The construction industry may be booming, but builders know there will eventually be a bust. On the eve of the election, they’re asking parties to look at smoothing out the bumps – and have raised other issues from inside the industry too.
Those issues include shortcomings in the Licensed Building Practitioner Scheme, getting some progress on the findings of the Rules Reduction Taskforce, making sure there’s a pipeline of apprenticeships, and movement on consumer protection in residential building work.
New Zealand Certified Builders, one of two major building trade associations (Registered Master Builders is the other), says we may be on top of the cycle now, but that’s exactly the time to have a conversation about low demand – not when the bubble bursts. The current situation, where it’s nigh-on impossible to get a tradesman, is the result of a low demand period in 2009 and 2011, when fewer apprentices were taken on and skilled workers exited the industry for greener pastures. NZCB chief executive Grant Florence says that means there is a lot of catch-up to do when the industry is on an upswing, which creates a mismatch between supply and demand for some years when the sector is booming.
“As a major spender on construction, the Government can play an active role in smoothing the boom/bust cycle by staggering its programme of public infrastructure development and/or actively planning for counter-cyclical spend on major construction projects,” he says.
Maintaining a “pipeline” of apprenticeships through good times and bad is also seen by the industry as important for the sector’s long-term sustainability. But because builders don’t hire newbies during a downturn, the sector is asking for government help to create financial incentives for hiring when times are tough.
“Even an awareness campaign to stimulate interest in a career in the trades would help,” says Florence. “New Zealand will need over 65,000 construction workers over the next five years, yet people leaving school are often unaware of the career opportunities in this sector.”

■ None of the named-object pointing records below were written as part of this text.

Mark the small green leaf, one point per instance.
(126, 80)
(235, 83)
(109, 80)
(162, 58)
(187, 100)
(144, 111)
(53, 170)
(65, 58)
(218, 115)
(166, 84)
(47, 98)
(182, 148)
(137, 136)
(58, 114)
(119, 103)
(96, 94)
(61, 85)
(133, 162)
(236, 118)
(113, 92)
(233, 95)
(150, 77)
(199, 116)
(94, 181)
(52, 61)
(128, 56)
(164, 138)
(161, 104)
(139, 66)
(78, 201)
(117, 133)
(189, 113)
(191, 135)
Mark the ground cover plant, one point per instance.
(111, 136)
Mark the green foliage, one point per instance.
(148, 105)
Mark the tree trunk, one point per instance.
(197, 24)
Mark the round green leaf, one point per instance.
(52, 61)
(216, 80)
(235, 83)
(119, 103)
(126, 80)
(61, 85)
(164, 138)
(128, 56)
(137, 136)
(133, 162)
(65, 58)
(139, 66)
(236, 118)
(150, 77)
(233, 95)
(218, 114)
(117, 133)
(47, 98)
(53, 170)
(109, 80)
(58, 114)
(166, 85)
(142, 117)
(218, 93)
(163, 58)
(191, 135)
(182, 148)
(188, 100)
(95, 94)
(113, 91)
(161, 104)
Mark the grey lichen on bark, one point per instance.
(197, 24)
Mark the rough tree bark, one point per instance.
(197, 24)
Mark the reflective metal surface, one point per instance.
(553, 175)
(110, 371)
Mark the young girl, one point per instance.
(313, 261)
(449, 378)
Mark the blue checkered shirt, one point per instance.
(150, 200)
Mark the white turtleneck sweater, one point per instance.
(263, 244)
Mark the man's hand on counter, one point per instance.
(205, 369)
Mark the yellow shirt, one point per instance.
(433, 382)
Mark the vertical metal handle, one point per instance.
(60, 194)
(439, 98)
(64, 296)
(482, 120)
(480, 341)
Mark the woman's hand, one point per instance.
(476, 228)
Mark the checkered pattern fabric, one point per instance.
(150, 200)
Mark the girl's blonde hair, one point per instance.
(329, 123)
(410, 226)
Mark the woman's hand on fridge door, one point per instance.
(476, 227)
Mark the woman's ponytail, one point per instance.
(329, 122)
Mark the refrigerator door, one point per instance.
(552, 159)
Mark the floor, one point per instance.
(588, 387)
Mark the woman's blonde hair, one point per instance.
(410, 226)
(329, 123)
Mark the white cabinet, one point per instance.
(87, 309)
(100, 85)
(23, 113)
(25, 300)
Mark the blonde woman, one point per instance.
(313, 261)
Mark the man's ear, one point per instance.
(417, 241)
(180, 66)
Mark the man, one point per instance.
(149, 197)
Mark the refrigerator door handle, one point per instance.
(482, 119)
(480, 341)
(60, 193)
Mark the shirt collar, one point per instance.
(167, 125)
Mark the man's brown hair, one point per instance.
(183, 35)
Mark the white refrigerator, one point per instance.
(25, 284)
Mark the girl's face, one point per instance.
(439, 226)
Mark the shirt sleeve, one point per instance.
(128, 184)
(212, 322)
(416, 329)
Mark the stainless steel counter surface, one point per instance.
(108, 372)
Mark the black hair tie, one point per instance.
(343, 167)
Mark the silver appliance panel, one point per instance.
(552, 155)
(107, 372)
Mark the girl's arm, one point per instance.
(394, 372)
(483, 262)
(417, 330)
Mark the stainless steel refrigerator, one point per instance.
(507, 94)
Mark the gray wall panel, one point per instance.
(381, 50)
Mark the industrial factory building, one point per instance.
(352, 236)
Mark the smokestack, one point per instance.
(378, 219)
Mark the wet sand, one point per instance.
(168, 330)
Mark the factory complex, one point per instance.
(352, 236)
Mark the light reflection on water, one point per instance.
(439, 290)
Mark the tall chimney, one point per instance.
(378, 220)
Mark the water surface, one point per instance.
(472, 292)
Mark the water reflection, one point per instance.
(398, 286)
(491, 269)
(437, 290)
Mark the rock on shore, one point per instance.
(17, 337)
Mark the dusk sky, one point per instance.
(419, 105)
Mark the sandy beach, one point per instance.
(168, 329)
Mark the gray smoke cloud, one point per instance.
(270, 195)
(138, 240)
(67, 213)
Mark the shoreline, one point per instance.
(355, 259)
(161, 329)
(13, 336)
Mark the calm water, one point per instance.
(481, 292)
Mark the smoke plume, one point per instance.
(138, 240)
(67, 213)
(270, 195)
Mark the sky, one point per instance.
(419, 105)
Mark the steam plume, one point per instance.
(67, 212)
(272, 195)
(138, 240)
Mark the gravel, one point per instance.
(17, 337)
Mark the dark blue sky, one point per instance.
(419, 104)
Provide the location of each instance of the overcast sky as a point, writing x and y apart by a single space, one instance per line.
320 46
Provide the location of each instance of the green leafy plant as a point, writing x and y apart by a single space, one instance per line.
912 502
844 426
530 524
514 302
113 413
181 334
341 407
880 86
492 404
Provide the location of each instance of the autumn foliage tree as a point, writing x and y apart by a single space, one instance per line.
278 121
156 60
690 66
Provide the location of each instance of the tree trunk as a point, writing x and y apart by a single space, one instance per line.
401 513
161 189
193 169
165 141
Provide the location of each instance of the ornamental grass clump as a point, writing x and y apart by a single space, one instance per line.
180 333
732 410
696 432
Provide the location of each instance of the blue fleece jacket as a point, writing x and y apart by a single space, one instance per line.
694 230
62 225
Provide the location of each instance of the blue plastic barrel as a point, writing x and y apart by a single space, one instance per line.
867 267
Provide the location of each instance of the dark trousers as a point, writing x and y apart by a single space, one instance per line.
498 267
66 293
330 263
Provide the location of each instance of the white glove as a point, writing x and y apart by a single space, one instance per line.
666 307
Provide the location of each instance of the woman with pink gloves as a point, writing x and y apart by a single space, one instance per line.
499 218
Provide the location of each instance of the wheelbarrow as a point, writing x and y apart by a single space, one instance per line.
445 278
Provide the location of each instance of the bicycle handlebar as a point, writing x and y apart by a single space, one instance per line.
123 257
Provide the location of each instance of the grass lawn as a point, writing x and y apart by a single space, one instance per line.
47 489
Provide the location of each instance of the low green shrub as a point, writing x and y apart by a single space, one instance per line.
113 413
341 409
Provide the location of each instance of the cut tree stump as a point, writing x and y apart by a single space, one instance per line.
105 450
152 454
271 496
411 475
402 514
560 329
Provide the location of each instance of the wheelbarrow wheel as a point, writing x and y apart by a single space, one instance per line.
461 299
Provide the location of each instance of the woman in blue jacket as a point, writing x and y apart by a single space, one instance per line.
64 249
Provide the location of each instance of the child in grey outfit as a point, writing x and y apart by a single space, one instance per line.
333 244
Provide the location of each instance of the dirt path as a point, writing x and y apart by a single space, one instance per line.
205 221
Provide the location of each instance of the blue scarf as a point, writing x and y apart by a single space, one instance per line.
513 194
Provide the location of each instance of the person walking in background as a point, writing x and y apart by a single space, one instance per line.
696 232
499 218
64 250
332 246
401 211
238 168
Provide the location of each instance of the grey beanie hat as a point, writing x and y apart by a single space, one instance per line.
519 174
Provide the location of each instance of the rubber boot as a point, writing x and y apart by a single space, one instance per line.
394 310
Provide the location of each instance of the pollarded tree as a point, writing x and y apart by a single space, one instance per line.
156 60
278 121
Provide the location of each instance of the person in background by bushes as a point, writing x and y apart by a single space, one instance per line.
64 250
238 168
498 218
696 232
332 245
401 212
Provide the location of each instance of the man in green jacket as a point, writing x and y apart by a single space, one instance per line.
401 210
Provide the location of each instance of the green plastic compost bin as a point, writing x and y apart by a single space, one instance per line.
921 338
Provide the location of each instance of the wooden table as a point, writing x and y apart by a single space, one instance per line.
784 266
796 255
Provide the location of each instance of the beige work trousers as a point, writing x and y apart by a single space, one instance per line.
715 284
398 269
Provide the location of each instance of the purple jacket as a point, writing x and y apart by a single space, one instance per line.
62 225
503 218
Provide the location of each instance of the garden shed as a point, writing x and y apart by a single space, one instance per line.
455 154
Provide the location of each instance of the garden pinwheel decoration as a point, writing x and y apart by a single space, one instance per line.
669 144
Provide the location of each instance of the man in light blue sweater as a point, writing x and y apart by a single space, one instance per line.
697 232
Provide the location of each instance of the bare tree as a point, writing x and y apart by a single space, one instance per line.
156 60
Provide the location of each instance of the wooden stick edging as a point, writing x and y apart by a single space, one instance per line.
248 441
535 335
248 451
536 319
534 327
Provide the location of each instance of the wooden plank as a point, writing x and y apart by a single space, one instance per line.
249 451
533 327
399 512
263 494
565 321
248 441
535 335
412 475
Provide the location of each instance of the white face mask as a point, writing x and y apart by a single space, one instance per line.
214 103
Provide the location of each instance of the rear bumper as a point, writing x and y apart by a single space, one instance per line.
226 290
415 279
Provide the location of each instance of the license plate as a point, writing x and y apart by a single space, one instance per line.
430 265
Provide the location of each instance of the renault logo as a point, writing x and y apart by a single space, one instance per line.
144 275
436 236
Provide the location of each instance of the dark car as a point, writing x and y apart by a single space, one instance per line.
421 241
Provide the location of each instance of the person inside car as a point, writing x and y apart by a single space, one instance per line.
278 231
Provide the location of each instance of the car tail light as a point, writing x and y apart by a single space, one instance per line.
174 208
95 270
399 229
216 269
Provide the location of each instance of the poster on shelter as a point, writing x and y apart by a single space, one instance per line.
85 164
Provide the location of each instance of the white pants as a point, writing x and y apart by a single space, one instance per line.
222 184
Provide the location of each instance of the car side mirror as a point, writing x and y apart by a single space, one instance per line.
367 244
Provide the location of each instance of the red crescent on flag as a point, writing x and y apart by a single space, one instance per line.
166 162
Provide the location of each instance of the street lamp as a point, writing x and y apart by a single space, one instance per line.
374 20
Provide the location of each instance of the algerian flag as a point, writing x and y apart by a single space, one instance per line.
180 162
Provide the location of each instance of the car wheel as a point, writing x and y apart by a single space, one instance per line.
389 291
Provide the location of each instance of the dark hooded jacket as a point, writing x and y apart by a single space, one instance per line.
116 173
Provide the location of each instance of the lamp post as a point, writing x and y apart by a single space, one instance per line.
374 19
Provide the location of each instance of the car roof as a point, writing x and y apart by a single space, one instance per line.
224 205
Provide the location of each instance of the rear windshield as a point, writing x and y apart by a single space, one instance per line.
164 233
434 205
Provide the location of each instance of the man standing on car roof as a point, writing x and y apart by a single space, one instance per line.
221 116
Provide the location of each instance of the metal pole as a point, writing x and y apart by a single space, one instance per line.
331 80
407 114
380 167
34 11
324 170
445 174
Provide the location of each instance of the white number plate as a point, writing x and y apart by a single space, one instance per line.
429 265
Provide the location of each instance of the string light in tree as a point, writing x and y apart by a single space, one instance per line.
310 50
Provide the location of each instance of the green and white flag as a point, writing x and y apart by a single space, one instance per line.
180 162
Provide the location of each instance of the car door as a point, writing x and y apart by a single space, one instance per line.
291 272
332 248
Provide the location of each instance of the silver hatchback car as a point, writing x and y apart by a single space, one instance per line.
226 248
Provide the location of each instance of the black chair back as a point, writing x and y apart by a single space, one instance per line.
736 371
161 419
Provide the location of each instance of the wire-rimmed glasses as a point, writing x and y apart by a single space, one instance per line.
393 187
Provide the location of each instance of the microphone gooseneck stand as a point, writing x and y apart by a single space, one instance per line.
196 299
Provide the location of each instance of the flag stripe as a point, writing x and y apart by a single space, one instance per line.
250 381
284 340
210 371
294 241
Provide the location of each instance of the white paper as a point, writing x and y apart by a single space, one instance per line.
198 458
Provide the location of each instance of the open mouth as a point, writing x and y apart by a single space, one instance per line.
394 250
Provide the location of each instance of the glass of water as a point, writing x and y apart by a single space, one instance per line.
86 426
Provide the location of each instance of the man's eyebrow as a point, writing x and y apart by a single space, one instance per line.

Builders may not be your traditional lobby group but it was a political decision in the 1980s to abolish old-style apprenticeship schemes that is still having repercussions now. There was a shortage of young people entering the industry and becoming formally qualified from that time and “we’re still suffering today”, says NZCB board chair Brent Chatterton. He would like to see the industry get to a stage where the Government is prepared to change the rules over building inspections. At the moment, and in the wake of a Rules Reduction Taskforce Report, it has refused to allow the sector to certify its own work, saying a great deal more work needs to take place before that can happen.
Chatterton admits the industry is caught in a Catch-22 here. At the moment there is a system of licences for builders, starting with carpentry and moving onto different site levels depending on the complexity of the work done. Broadly, site one might cover residential building; site two more complex architectural work and site three would cover high rise commercial work. But there is a cost to obtaining those licences and no incentives for doing so … “It’s a kudos thing. Why would you go to that cost when all you need is carpentry?” You could use Licensed Building Practitioners to speed up consenting – but LBPs don’t actually have to have a qualification. Being a licensed practitioner means your customer has some protections, but two-thirds of them don’t have the paperwork to say they’re competent. The Government could require all LBPs to have a trade qualification, but “you would potentially lose 66 percent of your industry, which we can’t afford to do” says Chatterton. “That’s why the Government is not going to go down that track.”
“There are a lot of good builders out there who never got a qualification,” he says – many of them the result of that political decision in the 80s. One-third of builders aren’t aligned to any association.
Florence says the LBP scheme has major shortcomings that need to be addressed, both in the interests of consumers and builders.
“We have been advocating for some time for the Government to develop more robust minimum standards for training and skills, create a formal standardised training pathway linked to the licensing regime …. and to introduce tougher penalties for those who do not comply with the requirements,” he says. “Part of the answer in finding the political will to advance these initiatives is in strengthening the LBP regime – with a more rigorous licensing framework in place, there can be greater confidence in reducing the need for local authority oversight of certain types of work.”
NZCB would also like more light shone on Building Act reforms that came into effect more than two years ago that require a written contract for residential building work over $30,000, saying there is a lack of awareness about that change.